Clinical Report: Artificial Intelligence and Large Language Models in Private Practice
Overview
Large language models (LLMs) such as ChatGPT can enhance private practice efficiency by assisting with patient education materials and staff training. However, clinicians must recognize their limitations, including potential inaccuracies and lack of clinical judgment.
Background
Large language models are advanced AI programs trained on vast datasets to generate text by predicting word patterns and context. Popular LLMs include OpenAI's ChatGPT, Google's Gemini, and Anthropic's Claude. These tools can support healthcare providers by automating routine tasks, but they do not replace clinical expertise. Understanding their capabilities and caveats is essential for safe and effective integration into clinical workflows.
Data Highlights
LLMs analyze large collections of public text, images, and videos to identify trends and predict text completion based on context. For example, given the prompt "The garden is full of beautiful _______ ," an LLM predicts "flowers" by recognizing typical word associations.
Key Findings
- LLMs can assist in drafting patient-education materials, such as definitions of dry eye disease.
- They support staff onboarding and training by generating sample dialogues and educational summaries.
- LLMs do not form opinions or clinical judgments; their outputs reflect patterns in training data and may not always be accurate.
- Accuracy improves with detailed context provided by the user, but subtle clinical nuances may be missed.
- LLMs are not trained healthcare providers; all medical information they generate should be verified against trusted clinical sources.
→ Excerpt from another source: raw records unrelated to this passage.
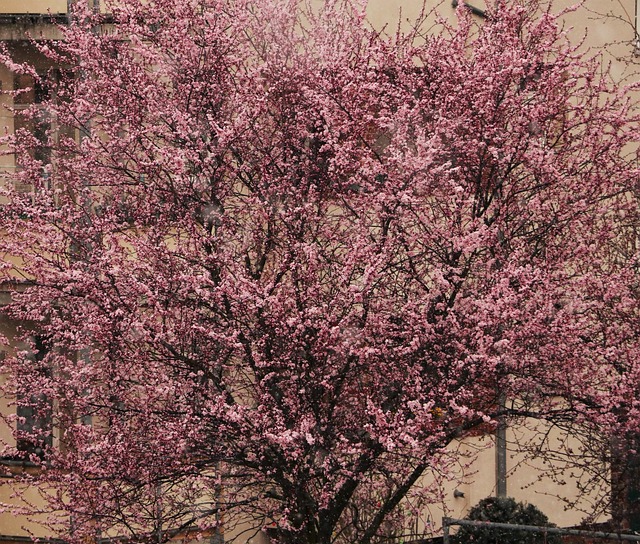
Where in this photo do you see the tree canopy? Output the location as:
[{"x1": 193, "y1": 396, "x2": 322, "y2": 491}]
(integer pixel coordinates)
[{"x1": 0, "y1": 0, "x2": 640, "y2": 544}]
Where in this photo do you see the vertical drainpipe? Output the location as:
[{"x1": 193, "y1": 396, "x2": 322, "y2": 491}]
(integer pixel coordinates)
[{"x1": 496, "y1": 393, "x2": 507, "y2": 497}]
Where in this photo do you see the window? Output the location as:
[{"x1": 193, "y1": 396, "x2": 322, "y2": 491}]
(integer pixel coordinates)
[{"x1": 16, "y1": 337, "x2": 53, "y2": 460}]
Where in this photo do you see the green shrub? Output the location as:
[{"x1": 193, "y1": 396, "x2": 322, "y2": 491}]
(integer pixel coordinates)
[{"x1": 452, "y1": 497, "x2": 561, "y2": 544}]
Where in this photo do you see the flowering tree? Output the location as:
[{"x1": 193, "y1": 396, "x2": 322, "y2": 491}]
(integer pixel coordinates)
[{"x1": 0, "y1": 0, "x2": 638, "y2": 544}]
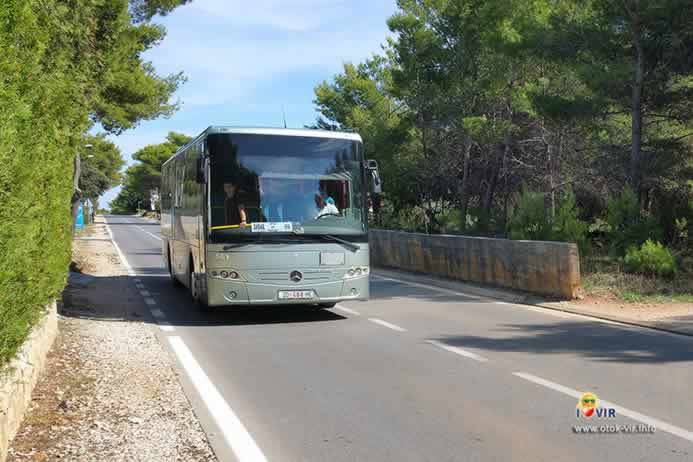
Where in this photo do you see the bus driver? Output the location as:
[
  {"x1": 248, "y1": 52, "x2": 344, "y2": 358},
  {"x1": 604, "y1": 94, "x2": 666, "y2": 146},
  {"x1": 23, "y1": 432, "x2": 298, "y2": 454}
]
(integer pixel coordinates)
[{"x1": 224, "y1": 183, "x2": 246, "y2": 227}]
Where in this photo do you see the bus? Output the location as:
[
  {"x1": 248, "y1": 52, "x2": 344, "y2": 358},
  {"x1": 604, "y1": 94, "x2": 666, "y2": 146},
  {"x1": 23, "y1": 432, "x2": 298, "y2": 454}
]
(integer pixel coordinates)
[{"x1": 160, "y1": 126, "x2": 380, "y2": 309}]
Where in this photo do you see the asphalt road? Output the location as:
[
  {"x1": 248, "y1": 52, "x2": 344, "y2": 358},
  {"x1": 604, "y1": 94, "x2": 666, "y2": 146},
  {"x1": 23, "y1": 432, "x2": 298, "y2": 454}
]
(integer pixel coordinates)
[{"x1": 102, "y1": 216, "x2": 693, "y2": 462}]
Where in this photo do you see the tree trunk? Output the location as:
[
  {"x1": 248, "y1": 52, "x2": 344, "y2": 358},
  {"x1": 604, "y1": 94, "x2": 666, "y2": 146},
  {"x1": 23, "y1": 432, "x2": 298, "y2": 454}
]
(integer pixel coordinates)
[{"x1": 629, "y1": 5, "x2": 645, "y2": 195}]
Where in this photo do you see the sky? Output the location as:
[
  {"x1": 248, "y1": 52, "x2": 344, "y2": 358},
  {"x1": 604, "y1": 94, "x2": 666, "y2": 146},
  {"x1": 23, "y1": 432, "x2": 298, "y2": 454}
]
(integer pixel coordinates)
[{"x1": 100, "y1": 0, "x2": 396, "y2": 207}]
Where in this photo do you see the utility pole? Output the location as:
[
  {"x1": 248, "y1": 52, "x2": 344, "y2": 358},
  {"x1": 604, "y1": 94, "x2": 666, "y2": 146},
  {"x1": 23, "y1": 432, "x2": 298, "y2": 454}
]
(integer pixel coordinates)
[{"x1": 71, "y1": 144, "x2": 94, "y2": 236}]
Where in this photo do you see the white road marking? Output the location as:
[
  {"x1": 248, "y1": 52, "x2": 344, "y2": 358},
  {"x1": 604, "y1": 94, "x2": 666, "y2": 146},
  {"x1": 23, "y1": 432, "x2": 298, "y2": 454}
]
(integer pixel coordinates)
[
  {"x1": 368, "y1": 318, "x2": 407, "y2": 332},
  {"x1": 522, "y1": 306, "x2": 620, "y2": 327},
  {"x1": 137, "y1": 226, "x2": 162, "y2": 244},
  {"x1": 426, "y1": 340, "x2": 488, "y2": 363},
  {"x1": 335, "y1": 305, "x2": 361, "y2": 316},
  {"x1": 168, "y1": 336, "x2": 267, "y2": 462},
  {"x1": 149, "y1": 308, "x2": 166, "y2": 319},
  {"x1": 104, "y1": 218, "x2": 135, "y2": 276},
  {"x1": 513, "y1": 372, "x2": 693, "y2": 442},
  {"x1": 371, "y1": 274, "x2": 636, "y2": 327},
  {"x1": 371, "y1": 273, "x2": 481, "y2": 300}
]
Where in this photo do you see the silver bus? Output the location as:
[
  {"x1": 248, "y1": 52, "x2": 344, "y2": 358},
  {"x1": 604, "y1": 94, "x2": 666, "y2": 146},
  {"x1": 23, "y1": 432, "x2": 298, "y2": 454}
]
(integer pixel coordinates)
[{"x1": 161, "y1": 127, "x2": 380, "y2": 308}]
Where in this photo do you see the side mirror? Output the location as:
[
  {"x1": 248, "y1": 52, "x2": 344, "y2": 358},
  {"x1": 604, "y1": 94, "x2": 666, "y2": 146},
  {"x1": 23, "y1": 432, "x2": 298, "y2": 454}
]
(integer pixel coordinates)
[
  {"x1": 366, "y1": 160, "x2": 383, "y2": 194},
  {"x1": 195, "y1": 157, "x2": 207, "y2": 184}
]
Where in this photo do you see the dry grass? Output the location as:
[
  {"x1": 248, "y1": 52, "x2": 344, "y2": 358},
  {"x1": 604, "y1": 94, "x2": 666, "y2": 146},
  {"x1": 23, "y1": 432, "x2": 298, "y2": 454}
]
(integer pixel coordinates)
[{"x1": 581, "y1": 257, "x2": 693, "y2": 303}]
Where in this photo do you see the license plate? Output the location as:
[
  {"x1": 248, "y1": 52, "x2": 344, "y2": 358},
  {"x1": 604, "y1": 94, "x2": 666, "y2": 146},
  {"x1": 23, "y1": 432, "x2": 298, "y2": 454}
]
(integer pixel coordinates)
[
  {"x1": 279, "y1": 290, "x2": 315, "y2": 300},
  {"x1": 250, "y1": 222, "x2": 294, "y2": 233}
]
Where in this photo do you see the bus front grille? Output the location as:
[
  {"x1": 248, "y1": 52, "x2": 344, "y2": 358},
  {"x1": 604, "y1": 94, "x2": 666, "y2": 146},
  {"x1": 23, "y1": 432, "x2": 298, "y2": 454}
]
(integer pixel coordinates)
[{"x1": 253, "y1": 270, "x2": 337, "y2": 282}]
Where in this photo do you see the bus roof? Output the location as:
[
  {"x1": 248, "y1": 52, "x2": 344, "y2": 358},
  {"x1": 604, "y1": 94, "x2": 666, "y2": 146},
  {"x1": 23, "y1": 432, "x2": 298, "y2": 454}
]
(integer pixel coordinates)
[
  {"x1": 205, "y1": 125, "x2": 362, "y2": 141},
  {"x1": 164, "y1": 125, "x2": 363, "y2": 165}
]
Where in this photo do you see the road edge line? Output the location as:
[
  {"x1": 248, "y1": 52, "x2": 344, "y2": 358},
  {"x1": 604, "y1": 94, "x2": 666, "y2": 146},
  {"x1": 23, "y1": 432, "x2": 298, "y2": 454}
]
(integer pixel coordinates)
[{"x1": 168, "y1": 336, "x2": 267, "y2": 462}]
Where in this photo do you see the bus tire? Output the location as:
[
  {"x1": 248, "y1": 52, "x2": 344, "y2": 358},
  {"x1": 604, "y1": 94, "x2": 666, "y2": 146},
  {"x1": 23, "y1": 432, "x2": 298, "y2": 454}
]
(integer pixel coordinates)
[
  {"x1": 168, "y1": 253, "x2": 183, "y2": 288},
  {"x1": 188, "y1": 258, "x2": 211, "y2": 312}
]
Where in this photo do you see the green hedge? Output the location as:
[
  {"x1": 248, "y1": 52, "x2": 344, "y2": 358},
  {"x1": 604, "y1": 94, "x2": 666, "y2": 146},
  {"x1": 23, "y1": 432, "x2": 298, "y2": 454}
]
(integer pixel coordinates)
[{"x1": 0, "y1": 0, "x2": 88, "y2": 365}]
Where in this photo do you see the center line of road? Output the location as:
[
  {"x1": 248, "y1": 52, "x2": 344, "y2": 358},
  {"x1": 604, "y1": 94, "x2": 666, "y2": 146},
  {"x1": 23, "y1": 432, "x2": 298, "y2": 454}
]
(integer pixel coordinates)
[
  {"x1": 104, "y1": 219, "x2": 135, "y2": 276},
  {"x1": 335, "y1": 305, "x2": 361, "y2": 316},
  {"x1": 168, "y1": 336, "x2": 267, "y2": 462},
  {"x1": 426, "y1": 340, "x2": 488, "y2": 363},
  {"x1": 513, "y1": 372, "x2": 693, "y2": 442},
  {"x1": 368, "y1": 318, "x2": 407, "y2": 332}
]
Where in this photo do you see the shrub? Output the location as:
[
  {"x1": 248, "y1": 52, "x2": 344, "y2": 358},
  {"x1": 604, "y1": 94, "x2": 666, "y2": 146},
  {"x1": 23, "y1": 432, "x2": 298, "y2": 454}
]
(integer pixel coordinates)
[
  {"x1": 606, "y1": 188, "x2": 661, "y2": 256},
  {"x1": 508, "y1": 191, "x2": 588, "y2": 252},
  {"x1": 551, "y1": 193, "x2": 588, "y2": 255},
  {"x1": 508, "y1": 191, "x2": 552, "y2": 241},
  {"x1": 623, "y1": 239, "x2": 676, "y2": 277}
]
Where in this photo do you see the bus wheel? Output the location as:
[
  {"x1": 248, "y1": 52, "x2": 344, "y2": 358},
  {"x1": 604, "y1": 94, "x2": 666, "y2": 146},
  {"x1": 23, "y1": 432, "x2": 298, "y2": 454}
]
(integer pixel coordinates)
[
  {"x1": 188, "y1": 260, "x2": 211, "y2": 311},
  {"x1": 168, "y1": 254, "x2": 183, "y2": 287}
]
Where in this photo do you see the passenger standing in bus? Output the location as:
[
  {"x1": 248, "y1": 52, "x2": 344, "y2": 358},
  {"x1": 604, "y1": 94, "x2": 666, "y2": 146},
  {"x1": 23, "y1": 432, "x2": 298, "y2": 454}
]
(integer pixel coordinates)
[{"x1": 224, "y1": 183, "x2": 246, "y2": 226}]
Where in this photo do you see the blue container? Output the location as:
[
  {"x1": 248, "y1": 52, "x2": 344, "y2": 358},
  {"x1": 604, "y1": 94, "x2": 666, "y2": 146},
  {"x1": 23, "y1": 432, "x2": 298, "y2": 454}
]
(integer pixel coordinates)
[{"x1": 75, "y1": 202, "x2": 84, "y2": 229}]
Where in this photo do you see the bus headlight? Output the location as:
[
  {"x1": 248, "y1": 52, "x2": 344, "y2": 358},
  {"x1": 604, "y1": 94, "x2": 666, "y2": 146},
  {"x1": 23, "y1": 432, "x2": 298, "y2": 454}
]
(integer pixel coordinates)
[
  {"x1": 210, "y1": 270, "x2": 244, "y2": 281},
  {"x1": 344, "y1": 266, "x2": 368, "y2": 279}
]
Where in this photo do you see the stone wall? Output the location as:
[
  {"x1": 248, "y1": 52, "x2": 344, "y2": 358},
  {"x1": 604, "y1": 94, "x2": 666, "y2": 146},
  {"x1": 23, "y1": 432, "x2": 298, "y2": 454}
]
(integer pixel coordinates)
[
  {"x1": 369, "y1": 230, "x2": 580, "y2": 299},
  {"x1": 0, "y1": 302, "x2": 58, "y2": 462}
]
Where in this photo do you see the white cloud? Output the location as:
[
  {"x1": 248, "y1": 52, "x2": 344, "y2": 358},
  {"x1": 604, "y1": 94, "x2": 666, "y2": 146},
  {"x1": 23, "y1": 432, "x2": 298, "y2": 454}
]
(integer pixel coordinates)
[
  {"x1": 106, "y1": 0, "x2": 396, "y2": 206},
  {"x1": 190, "y1": 0, "x2": 351, "y2": 32},
  {"x1": 148, "y1": 0, "x2": 394, "y2": 107}
]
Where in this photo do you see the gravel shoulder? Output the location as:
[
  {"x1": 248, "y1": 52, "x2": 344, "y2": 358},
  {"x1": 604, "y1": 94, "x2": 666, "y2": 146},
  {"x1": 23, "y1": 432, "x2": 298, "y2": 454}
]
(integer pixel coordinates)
[{"x1": 8, "y1": 223, "x2": 216, "y2": 462}]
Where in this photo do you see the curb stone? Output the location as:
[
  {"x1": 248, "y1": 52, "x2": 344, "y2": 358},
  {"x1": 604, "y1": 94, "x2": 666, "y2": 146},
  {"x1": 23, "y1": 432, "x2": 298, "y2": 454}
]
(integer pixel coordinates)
[
  {"x1": 0, "y1": 301, "x2": 58, "y2": 462},
  {"x1": 374, "y1": 267, "x2": 693, "y2": 337}
]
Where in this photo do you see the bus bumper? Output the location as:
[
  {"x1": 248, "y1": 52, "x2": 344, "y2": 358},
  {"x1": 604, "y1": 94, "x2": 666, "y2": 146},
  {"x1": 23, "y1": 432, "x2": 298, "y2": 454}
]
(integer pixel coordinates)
[{"x1": 207, "y1": 276, "x2": 369, "y2": 306}]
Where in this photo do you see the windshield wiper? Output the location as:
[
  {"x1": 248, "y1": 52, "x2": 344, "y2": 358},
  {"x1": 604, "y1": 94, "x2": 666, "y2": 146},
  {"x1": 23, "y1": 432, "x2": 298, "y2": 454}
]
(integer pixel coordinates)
[{"x1": 311, "y1": 234, "x2": 361, "y2": 252}]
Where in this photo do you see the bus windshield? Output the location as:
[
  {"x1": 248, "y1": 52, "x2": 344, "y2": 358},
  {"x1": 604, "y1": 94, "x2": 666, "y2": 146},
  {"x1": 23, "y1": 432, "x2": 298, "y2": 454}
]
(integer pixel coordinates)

- OpenAI has restricted ChatGPT from providing personalized medical advice due to inconsistencies in responses.
Clinical Implications
Clinicians should use LLMs as supportive tools rather than definitive sources of medical guidance. By leveraging their strengths in administrative and educational tasks while verifying clinical content, providers can improve practice efficiency without compromising patient safety.
Conclusion
Large language models offer valuable efficiencies for private practices when used judiciously. Recognizing their limitations ensures they serve as effective adjuncts to, rather than replacements for, clinical expertise.
Related Resources & Content
- Nafey OM 2024 -- Artificial Intelligence: Looking at Large Language Models
This content is an AI-generated, fully rewritten summary based on a published scholarly article. It does not reproduce the original text and is not a substitute for the original publication. Readers are encouraged to consult the source for full context, data, and methodology.